For most if not all people, bankruptcy should be a measure of last resort. The financial costs of filing for bankruptcy and the stain it can leave on one's credit history are among the important concerns that face the prospective petitioner. A rather valuable aspect of an automatic stay is that it takes effect right after the debtor files a petition for bankruptcy. In fact, the bankruptcy court with jurisdiction over a particular case will not even require that a separate hearing be held for the judge to recognize a bankruptcy stay order.

Upon receiving formal notice, though, it is creditors who must take care to recognize the authority of an automatic stay, as it mandates that they may not make any more demands of the debtor of a financial nature. This includes making persistent calls, as well as court-ordered wage garnishment and civil lawsuits filed by the creditor to try to collect on its loan(s).

Thus, the inherent value of a bankruptcy stay to the debtor is that it works quickly and, especially in incidences of reorganization plans, gives individuals and businesses a chance to formulate their plans with less distraction and more peace of mind than they otherwise would have.

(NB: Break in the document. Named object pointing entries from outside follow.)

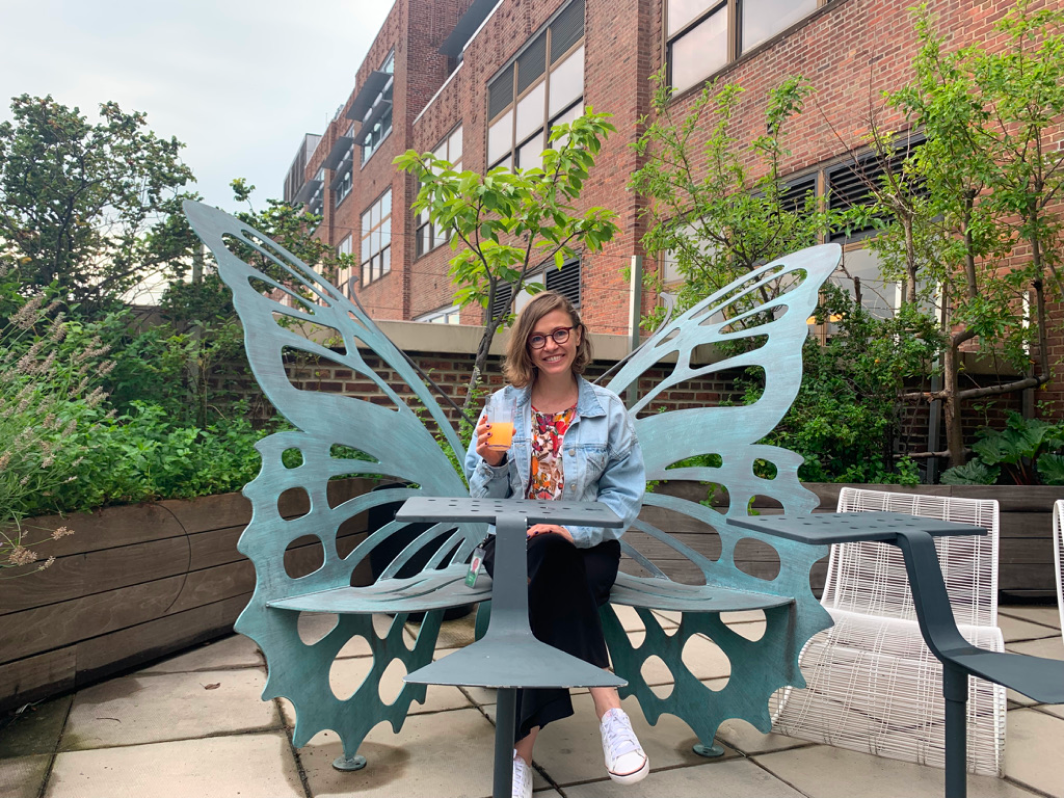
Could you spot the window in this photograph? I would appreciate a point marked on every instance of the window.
(705, 35)
(377, 122)
(344, 179)
(849, 183)
(376, 259)
(345, 272)
(541, 87)
(318, 199)
(428, 236)
(443, 316)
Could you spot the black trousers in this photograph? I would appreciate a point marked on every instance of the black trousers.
(566, 587)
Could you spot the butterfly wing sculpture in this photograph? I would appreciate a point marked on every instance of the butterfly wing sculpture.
(286, 310)
(758, 322)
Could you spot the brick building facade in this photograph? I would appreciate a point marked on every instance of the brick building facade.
(467, 79)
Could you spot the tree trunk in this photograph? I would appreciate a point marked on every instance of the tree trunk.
(480, 363)
(951, 405)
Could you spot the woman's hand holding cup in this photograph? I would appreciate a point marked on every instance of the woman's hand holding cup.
(495, 432)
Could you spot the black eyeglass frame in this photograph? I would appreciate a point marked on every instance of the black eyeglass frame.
(553, 334)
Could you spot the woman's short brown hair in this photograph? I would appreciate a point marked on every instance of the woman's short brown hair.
(518, 368)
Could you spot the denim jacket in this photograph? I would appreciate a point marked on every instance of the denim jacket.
(600, 454)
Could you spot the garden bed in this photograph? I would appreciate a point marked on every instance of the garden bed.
(133, 584)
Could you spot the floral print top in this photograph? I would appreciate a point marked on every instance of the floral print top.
(548, 429)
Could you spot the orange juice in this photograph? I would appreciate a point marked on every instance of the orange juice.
(500, 435)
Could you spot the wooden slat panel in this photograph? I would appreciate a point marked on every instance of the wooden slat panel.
(36, 677)
(105, 529)
(136, 645)
(1027, 577)
(54, 626)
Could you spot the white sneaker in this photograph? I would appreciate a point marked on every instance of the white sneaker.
(522, 779)
(625, 760)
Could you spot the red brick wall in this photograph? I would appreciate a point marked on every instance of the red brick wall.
(850, 50)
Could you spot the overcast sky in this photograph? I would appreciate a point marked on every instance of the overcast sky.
(237, 81)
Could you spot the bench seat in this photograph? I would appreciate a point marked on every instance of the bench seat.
(663, 594)
(432, 589)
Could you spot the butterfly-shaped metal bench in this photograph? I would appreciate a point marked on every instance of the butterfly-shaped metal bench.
(767, 310)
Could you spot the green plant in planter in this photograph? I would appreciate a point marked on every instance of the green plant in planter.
(1026, 452)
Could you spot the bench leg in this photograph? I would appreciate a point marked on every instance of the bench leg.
(711, 750)
(505, 719)
(954, 688)
(349, 763)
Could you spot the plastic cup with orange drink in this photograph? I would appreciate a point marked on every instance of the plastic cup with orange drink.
(500, 419)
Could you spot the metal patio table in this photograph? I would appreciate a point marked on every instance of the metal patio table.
(1035, 677)
(508, 657)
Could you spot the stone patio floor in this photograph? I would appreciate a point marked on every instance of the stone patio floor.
(194, 727)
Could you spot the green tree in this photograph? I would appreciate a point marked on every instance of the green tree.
(89, 210)
(990, 177)
(717, 205)
(505, 223)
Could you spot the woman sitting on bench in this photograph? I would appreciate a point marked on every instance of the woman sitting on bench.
(571, 441)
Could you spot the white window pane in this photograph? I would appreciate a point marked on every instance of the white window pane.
(566, 118)
(681, 12)
(454, 146)
(500, 137)
(765, 18)
(566, 82)
(530, 112)
(700, 52)
(530, 154)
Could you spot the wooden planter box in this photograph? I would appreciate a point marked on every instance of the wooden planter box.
(1026, 555)
(133, 584)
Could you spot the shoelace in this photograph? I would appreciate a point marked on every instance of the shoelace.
(519, 775)
(620, 735)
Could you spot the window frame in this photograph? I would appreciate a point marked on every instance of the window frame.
(509, 158)
(426, 230)
(733, 20)
(366, 263)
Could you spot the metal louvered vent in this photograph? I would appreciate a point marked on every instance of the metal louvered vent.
(500, 306)
(796, 192)
(532, 62)
(566, 30)
(565, 281)
(500, 93)
(849, 185)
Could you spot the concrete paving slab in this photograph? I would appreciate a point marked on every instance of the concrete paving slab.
(1016, 630)
(1049, 647)
(22, 777)
(746, 738)
(36, 730)
(235, 651)
(570, 751)
(823, 771)
(448, 754)
(1034, 750)
(1047, 616)
(732, 777)
(249, 765)
(163, 707)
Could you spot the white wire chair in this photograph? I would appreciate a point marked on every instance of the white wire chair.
(871, 683)
(1059, 555)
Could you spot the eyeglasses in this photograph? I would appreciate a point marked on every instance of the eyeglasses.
(560, 335)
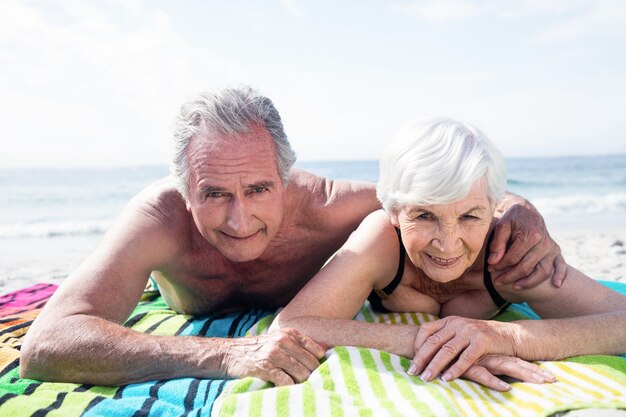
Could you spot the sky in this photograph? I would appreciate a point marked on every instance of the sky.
(99, 83)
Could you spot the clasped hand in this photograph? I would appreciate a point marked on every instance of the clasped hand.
(473, 349)
(282, 357)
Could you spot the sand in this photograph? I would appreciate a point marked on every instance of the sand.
(599, 254)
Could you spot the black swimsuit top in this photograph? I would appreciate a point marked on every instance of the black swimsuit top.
(376, 297)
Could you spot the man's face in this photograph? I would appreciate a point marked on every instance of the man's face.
(236, 196)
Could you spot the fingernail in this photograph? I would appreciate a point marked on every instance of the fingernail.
(548, 376)
(538, 378)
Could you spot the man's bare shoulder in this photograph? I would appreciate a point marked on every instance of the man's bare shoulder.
(334, 203)
(162, 203)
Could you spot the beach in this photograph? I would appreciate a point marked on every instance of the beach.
(52, 219)
(600, 254)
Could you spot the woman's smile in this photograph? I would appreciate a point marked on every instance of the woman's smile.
(443, 262)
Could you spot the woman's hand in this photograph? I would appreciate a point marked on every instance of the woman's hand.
(457, 344)
(486, 368)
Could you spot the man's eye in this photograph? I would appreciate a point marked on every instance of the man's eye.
(469, 217)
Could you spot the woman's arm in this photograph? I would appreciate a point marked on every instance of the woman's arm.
(583, 317)
(457, 343)
(367, 260)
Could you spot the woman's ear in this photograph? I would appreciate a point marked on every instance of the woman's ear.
(393, 217)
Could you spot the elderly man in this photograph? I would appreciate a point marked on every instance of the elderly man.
(233, 228)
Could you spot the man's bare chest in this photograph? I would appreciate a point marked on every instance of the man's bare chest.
(202, 286)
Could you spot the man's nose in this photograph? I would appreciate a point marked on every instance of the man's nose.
(239, 218)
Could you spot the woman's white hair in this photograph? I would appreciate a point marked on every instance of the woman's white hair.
(437, 161)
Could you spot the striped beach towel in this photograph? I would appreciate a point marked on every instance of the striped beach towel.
(351, 381)
(366, 382)
(176, 397)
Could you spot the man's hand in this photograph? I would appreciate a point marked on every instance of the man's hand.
(523, 249)
(459, 346)
(282, 357)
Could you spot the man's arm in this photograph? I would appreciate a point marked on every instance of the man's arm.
(79, 336)
(521, 247)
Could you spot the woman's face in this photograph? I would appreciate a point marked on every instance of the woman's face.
(444, 240)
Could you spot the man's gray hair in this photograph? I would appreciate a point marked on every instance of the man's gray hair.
(437, 161)
(233, 112)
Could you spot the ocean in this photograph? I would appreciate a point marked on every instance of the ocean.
(50, 219)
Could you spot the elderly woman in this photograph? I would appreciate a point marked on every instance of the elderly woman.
(426, 252)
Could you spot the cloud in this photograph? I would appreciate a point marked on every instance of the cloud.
(436, 11)
(107, 74)
(566, 19)
(293, 6)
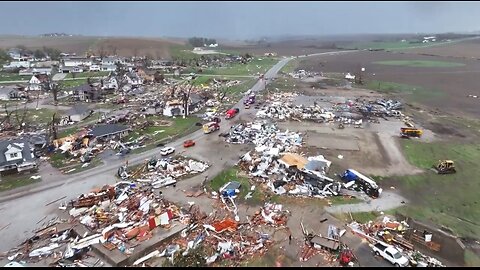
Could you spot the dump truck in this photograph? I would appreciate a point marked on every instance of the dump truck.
(410, 132)
(231, 113)
(210, 127)
(445, 167)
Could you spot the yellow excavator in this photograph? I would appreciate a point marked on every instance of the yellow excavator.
(410, 132)
(445, 167)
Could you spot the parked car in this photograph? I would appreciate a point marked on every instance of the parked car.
(188, 143)
(391, 254)
(167, 151)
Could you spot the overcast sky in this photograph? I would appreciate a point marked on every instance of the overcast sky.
(236, 20)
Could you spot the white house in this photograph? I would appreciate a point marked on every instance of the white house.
(173, 108)
(133, 79)
(38, 83)
(19, 63)
(94, 68)
(108, 67)
(8, 93)
(112, 60)
(349, 76)
(110, 83)
(16, 154)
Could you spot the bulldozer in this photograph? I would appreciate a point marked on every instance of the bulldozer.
(445, 167)
(411, 132)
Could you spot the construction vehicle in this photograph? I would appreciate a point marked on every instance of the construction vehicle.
(231, 113)
(445, 167)
(210, 127)
(410, 132)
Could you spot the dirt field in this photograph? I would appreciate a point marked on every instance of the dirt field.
(284, 48)
(65, 44)
(466, 49)
(124, 46)
(157, 48)
(447, 88)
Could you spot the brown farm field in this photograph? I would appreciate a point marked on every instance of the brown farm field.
(156, 47)
(65, 44)
(466, 49)
(444, 88)
(284, 48)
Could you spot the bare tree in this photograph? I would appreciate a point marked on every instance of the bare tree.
(135, 52)
(101, 51)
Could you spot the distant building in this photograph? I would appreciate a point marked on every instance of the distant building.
(16, 154)
(35, 71)
(109, 131)
(108, 67)
(78, 113)
(39, 82)
(9, 93)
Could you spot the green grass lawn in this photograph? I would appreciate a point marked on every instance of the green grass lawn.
(34, 117)
(78, 168)
(447, 200)
(233, 174)
(290, 66)
(13, 77)
(88, 74)
(179, 127)
(251, 68)
(411, 92)
(72, 83)
(388, 45)
(419, 63)
(14, 181)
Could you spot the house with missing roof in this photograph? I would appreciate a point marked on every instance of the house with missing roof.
(16, 155)
(109, 131)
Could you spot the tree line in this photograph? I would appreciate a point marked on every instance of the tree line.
(199, 42)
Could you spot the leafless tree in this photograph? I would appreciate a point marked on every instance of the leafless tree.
(101, 51)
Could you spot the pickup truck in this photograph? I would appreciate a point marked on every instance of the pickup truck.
(391, 254)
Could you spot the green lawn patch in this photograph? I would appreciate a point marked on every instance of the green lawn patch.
(4, 77)
(14, 181)
(471, 258)
(290, 66)
(72, 83)
(88, 74)
(257, 65)
(78, 168)
(233, 174)
(447, 200)
(179, 127)
(411, 92)
(419, 63)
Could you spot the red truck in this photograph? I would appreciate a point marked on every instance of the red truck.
(231, 113)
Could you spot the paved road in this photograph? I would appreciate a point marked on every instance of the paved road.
(21, 214)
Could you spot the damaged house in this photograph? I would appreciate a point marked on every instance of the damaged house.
(77, 113)
(39, 82)
(16, 155)
(87, 92)
(109, 131)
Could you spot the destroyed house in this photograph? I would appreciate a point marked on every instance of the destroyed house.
(16, 155)
(39, 82)
(109, 131)
(78, 112)
(86, 92)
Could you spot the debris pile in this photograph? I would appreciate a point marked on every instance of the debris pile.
(402, 237)
(158, 173)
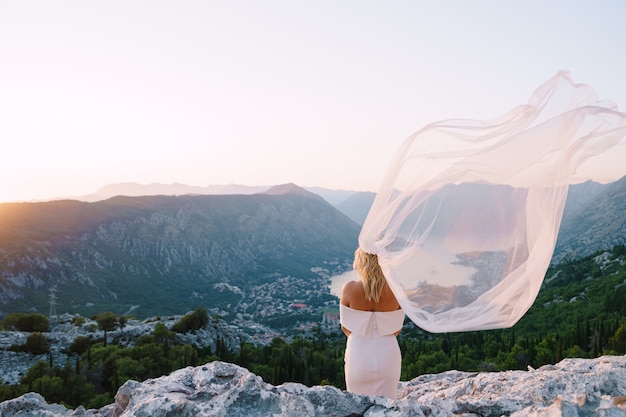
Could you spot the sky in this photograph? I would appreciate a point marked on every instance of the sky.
(263, 92)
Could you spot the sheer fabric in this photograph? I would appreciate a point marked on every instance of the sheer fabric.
(466, 219)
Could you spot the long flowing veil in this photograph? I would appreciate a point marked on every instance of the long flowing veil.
(467, 216)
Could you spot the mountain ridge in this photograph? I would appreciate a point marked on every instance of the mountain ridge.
(183, 246)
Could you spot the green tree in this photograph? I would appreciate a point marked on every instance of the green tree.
(36, 343)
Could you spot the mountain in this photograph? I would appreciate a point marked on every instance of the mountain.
(573, 387)
(165, 254)
(594, 219)
(132, 189)
(357, 206)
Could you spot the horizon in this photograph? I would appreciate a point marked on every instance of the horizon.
(320, 94)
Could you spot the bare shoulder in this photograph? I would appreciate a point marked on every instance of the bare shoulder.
(348, 291)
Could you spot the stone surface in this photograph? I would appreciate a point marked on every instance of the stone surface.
(573, 387)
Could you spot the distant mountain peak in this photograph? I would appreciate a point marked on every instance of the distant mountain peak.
(289, 188)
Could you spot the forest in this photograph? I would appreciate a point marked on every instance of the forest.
(580, 313)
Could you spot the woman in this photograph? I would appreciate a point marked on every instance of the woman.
(371, 318)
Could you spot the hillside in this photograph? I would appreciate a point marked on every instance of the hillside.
(165, 254)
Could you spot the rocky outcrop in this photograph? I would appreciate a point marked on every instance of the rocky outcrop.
(573, 387)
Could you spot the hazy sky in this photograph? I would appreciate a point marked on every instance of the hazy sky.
(258, 92)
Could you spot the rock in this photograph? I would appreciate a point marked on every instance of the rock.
(573, 387)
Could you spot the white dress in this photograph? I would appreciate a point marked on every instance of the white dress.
(372, 358)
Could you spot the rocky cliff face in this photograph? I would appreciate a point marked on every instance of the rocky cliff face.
(573, 387)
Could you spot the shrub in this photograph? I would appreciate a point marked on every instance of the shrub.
(36, 343)
(26, 322)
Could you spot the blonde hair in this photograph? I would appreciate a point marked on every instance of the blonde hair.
(366, 265)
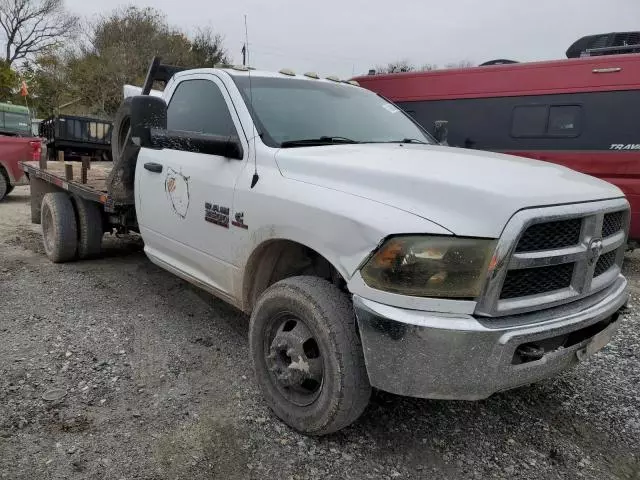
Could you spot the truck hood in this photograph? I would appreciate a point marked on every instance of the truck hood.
(468, 192)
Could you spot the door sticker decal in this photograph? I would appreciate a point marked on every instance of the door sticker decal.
(239, 221)
(216, 214)
(176, 186)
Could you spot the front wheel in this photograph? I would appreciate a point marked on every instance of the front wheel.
(307, 355)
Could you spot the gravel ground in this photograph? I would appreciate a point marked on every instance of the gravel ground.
(115, 369)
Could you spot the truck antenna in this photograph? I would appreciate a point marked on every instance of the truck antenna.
(255, 178)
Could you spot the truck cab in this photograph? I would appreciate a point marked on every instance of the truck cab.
(17, 143)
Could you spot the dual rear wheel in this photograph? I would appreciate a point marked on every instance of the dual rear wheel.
(71, 227)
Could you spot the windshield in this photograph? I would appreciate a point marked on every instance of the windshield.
(16, 122)
(294, 112)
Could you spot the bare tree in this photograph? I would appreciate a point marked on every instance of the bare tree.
(207, 49)
(427, 67)
(32, 26)
(396, 67)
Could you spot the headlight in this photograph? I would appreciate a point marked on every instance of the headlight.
(426, 266)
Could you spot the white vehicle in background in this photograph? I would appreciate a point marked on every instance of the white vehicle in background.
(366, 255)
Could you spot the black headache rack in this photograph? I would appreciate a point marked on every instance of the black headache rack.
(614, 43)
(77, 136)
(159, 72)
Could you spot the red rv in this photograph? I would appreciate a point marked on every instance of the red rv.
(580, 112)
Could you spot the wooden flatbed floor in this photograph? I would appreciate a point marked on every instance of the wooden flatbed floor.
(96, 175)
(95, 189)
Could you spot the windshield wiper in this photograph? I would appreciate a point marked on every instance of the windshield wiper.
(324, 140)
(408, 140)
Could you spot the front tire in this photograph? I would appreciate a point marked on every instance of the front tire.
(307, 355)
(59, 230)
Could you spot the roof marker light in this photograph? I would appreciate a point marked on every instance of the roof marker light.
(607, 70)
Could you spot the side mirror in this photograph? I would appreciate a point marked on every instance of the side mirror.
(149, 130)
(148, 114)
(441, 131)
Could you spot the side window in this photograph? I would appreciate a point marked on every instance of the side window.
(529, 121)
(198, 106)
(546, 121)
(564, 120)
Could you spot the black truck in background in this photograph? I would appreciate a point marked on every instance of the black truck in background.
(77, 137)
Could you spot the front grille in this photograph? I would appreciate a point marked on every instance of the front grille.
(605, 262)
(545, 255)
(533, 281)
(550, 235)
(612, 223)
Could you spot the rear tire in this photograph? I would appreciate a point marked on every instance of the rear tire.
(307, 355)
(59, 229)
(4, 184)
(90, 229)
(124, 154)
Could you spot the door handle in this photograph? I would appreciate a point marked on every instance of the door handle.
(153, 167)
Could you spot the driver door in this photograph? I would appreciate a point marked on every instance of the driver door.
(184, 199)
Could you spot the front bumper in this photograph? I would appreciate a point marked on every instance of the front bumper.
(435, 355)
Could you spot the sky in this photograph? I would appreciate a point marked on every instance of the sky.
(348, 37)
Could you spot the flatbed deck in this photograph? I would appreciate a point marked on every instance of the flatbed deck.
(94, 189)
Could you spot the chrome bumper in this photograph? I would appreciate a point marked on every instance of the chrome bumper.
(435, 355)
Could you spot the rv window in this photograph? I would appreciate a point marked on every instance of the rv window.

Nonetheless, the protections of automatic stay have their limits. For one, while it may prevent lenders from filing suits to try to get money back on their investments, in the event the debtor commits fraud or some other kind of crime, they still stand to be litigated against in adversary proceedings. In addition, automatic stay does not necessarily apply to all debts, meaning that certain collection actions may continue even though others have stopped.